La première étape du processus est de faire l’état des lieux du projet. Que j’appelle étape de ‘check-up’. Elle doit prendre idéalement 2 semaines (1 mois au maximum) avec un collaborateur rôdé à cette pratique. C’est pour moi le moment clé du projet car il s’agit de s’assurer que les fondations sont solides. Les principaux points à analyser sont :

-   Le POC a-t-il bien joué son rôle : valider la faisabilité technologique et/ou sa pertinence pour les utilisateurs à petite échelle. Un POC doit absolument avoir intégré des utilisateurs finaux pour challenger le produit. Je suis partisan de l’innovation frugale et donc limiter au minimum les développements informatiques dans la phase de POC. Une maquette utilisée lors d’un test qualitatif est souvent une bonne solution pour avoir une idée de la valeur du produit. Fuyez les projets uniquement technologiques, l’apport d’une valeur additionnelle métier est essentielle.

-   Sponsorship : Il est important de bien identifier si cette innovation est incrémentale ou disruptive et ainsi voir l’impact de ce projet sur les trajectoires métiers. Il faudra s’assurer que l’innovation ait suffisamment de sponsors en interne et qu’elle atterrisse correctement dans les trajectoires budgétaires.

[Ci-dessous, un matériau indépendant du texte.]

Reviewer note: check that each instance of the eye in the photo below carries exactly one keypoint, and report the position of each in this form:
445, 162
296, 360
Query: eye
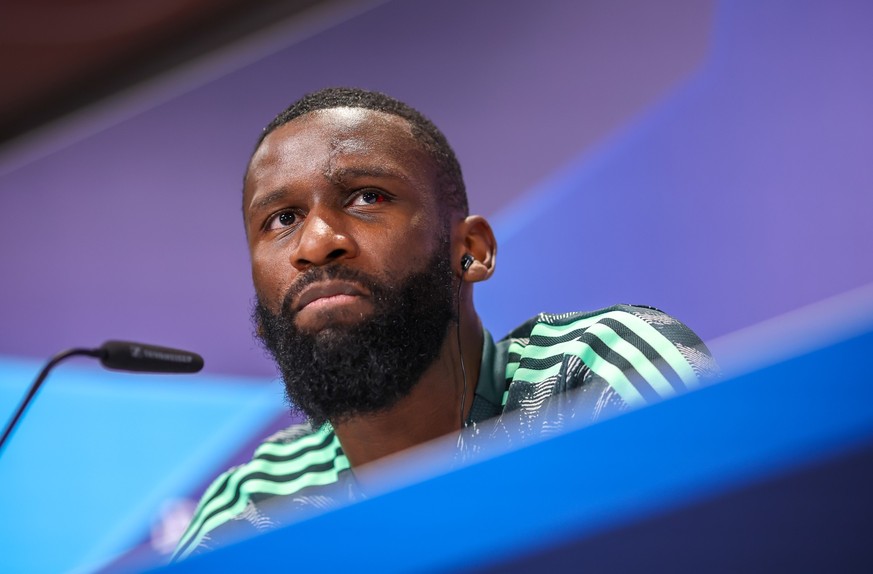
282, 219
369, 197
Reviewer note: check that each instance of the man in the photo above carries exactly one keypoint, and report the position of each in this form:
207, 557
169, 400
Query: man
363, 261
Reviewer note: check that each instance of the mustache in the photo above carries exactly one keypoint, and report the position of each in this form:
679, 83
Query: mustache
335, 272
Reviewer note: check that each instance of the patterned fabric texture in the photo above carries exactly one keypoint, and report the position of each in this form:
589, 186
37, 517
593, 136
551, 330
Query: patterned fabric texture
612, 360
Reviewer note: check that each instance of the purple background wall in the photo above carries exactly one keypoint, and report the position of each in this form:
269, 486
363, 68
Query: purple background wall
708, 158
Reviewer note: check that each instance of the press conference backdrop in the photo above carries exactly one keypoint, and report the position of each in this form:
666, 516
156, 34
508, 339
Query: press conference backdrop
708, 158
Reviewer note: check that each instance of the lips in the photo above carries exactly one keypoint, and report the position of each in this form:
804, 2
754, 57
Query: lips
326, 290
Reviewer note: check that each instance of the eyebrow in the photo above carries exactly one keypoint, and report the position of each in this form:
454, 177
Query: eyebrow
268, 200
338, 175
341, 174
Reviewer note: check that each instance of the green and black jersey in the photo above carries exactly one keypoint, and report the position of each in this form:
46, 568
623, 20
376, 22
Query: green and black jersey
614, 359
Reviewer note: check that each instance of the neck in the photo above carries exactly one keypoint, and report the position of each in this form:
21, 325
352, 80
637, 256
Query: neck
431, 410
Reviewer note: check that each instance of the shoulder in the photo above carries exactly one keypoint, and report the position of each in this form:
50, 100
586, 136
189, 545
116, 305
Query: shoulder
638, 352
286, 463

-   Technologie et start-up : Même si elles peuvent changer dans la suite du projet, il faut se demander si les technologies utilisées par le projet sont maîtrisées ou non par le département IT. Si l’implication d’une start-up est prévue, il faudra s’assurer qu’un deal win-win est trouvable et que cette start-up puisse passer à l’échelle elle aussi. Les start-up ont parfois de vraies difficultés pour passer à des ‘Scale-Up’. Les questions à se poser sont : est-ce que je suis son premier vrai client ? Est-ce que la société a un produit industriel disponible et avec un modèle de vente ? Enfin, un Benchmark comparatif des solutions technologiques concurrentes devra sans doute être fait.

  Temps : La suite du projet devra impliquer significativement les collaborateurs ayant initié le POC. Un minimum de 20 à 30% est indispensable. Ce point est essentiel et n’est pas négociable.

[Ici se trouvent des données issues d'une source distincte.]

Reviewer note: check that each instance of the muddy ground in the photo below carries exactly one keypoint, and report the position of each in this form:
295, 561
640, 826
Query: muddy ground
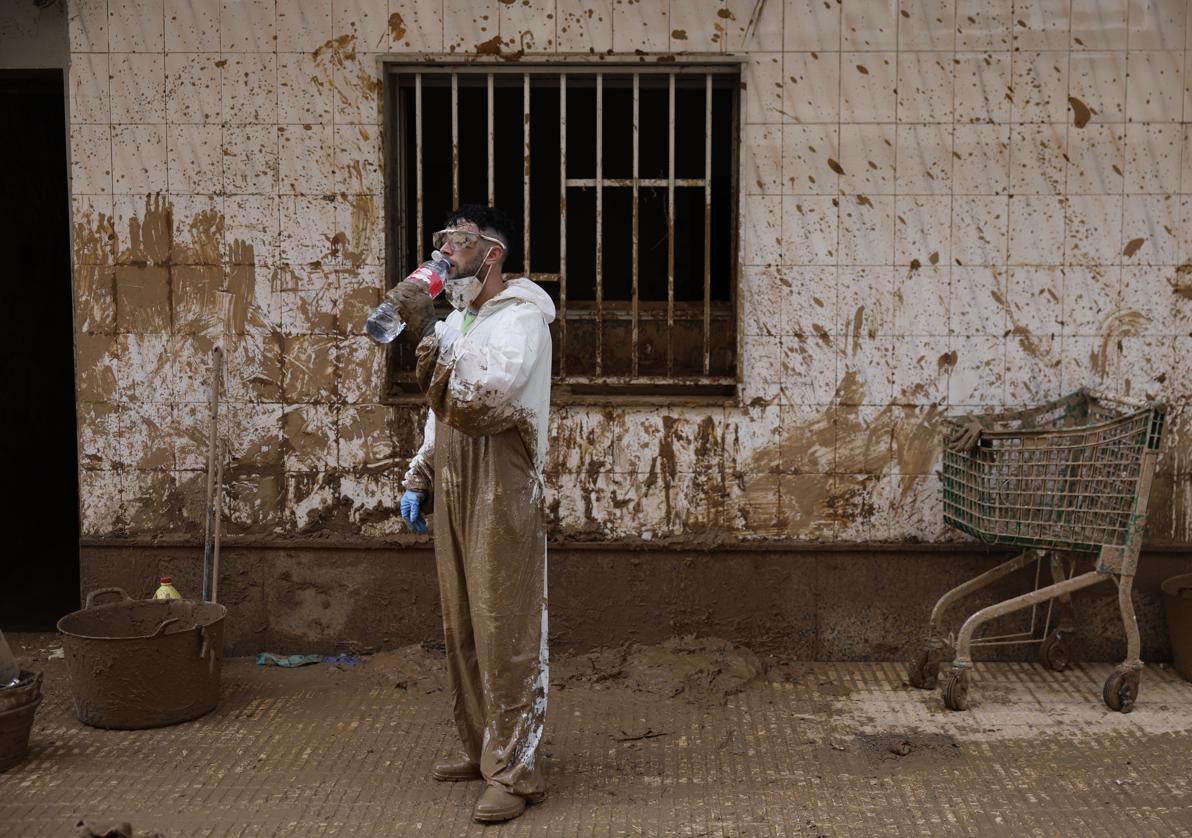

-   ROI : Évidement, il est capital de s’assurer que le projet est RENTABLE. S’il s’agit d’une innovation incrémentale, un ROI inférieur à 2 années (sur du software) me paraît bon. Au dessus, il faut se poser beaucoup de questions qui dépassent le projet strict : rôle du projet dans l’acculturation de l’entreprise, nécessité de travailler sur l’image de la société,…

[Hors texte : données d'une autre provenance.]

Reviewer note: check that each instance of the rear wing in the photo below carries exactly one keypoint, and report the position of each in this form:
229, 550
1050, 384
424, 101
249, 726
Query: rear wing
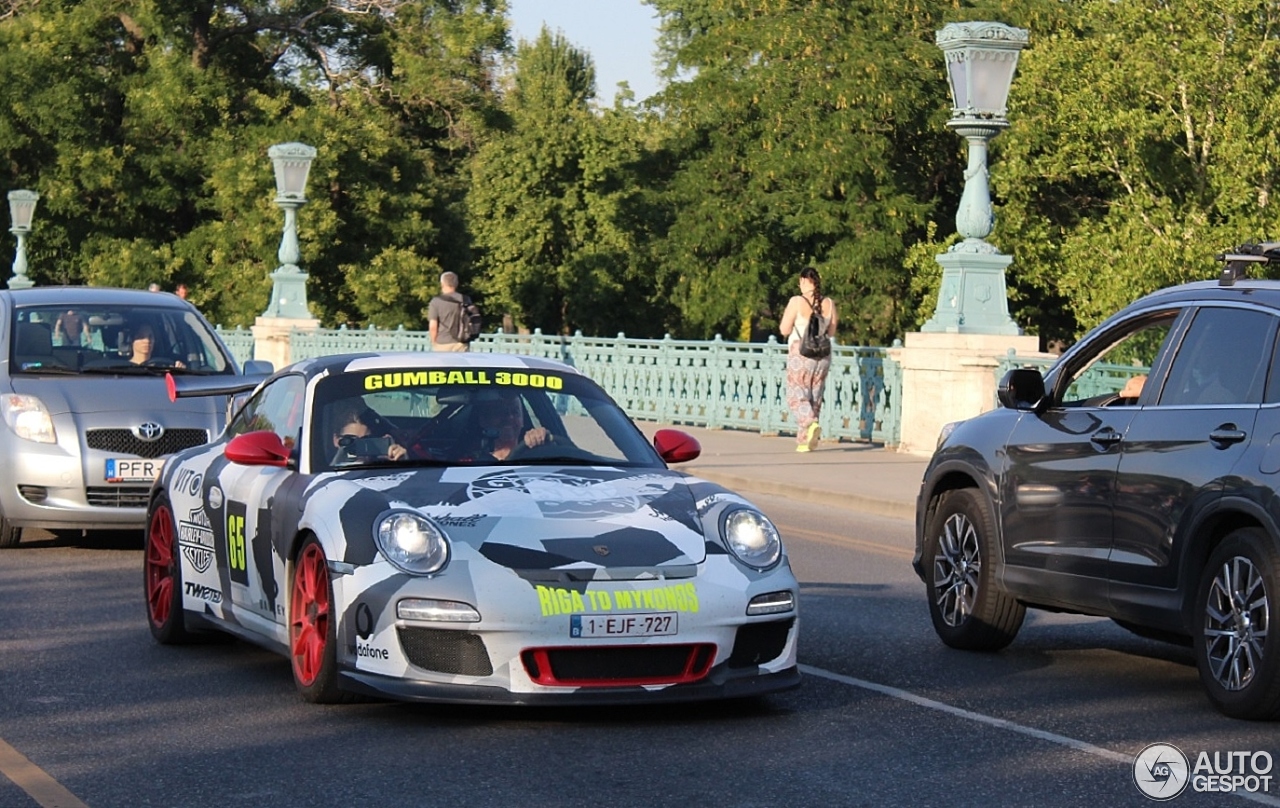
190, 387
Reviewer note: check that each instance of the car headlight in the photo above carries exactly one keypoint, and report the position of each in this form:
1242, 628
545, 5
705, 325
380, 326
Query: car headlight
28, 418
752, 538
411, 542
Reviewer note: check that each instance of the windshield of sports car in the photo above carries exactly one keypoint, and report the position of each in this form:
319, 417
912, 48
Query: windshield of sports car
471, 416
74, 339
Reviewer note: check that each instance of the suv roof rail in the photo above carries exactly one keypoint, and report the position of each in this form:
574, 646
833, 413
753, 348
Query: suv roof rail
1238, 261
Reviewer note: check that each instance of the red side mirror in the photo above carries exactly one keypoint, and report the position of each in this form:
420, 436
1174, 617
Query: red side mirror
675, 446
257, 448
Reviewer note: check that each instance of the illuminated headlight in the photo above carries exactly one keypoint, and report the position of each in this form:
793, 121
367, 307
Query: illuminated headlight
28, 418
752, 538
435, 611
411, 542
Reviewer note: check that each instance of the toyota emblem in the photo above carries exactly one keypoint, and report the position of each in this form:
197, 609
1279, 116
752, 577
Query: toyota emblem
149, 432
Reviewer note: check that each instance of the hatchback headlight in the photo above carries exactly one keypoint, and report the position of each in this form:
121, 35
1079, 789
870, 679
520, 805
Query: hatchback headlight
28, 418
752, 538
411, 542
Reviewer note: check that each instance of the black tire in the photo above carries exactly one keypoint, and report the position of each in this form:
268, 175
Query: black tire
967, 608
161, 571
314, 628
1237, 653
9, 535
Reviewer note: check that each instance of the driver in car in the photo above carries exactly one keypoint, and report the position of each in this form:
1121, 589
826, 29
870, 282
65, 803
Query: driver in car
352, 439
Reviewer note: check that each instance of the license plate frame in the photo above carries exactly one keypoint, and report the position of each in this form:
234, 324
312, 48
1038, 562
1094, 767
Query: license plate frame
132, 469
626, 625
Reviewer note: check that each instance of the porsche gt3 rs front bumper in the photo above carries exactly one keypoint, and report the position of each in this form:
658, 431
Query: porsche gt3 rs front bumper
502, 638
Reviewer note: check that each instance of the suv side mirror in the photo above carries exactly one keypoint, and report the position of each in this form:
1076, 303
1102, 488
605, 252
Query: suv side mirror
1022, 388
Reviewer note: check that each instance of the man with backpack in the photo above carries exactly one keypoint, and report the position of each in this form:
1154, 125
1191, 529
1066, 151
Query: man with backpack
452, 316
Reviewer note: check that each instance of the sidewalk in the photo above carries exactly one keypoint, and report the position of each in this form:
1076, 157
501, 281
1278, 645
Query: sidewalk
858, 476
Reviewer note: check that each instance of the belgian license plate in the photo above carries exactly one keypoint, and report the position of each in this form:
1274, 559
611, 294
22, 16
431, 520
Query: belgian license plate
133, 470
657, 624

Pour cette étape d’état des lieux, il est intéressant de produire un lean canvas, un document précisant la rentabilité du projet, une étude technique et un document de Go/NoGo.

Cette phase de check-up, doit amener régulièrement à un NoGo. Un ratio de 1/3 est convenable. Si vous êtes amenés à descendre en dessous de 33% de NoGo c’est que votre processus est défaillant. Il serait même souhaitable de viser 2/3. Ne pas oublier que un NoGo est une chance pour l’entreprise de concentrer ses ressources sur des projets plus prometteurs.

Il faut viser plus de 30% de NoGo à cette étape. Un NoGo est une chance pour l’entreprise de concentrer ses ressources sur des projets plus prometteurs.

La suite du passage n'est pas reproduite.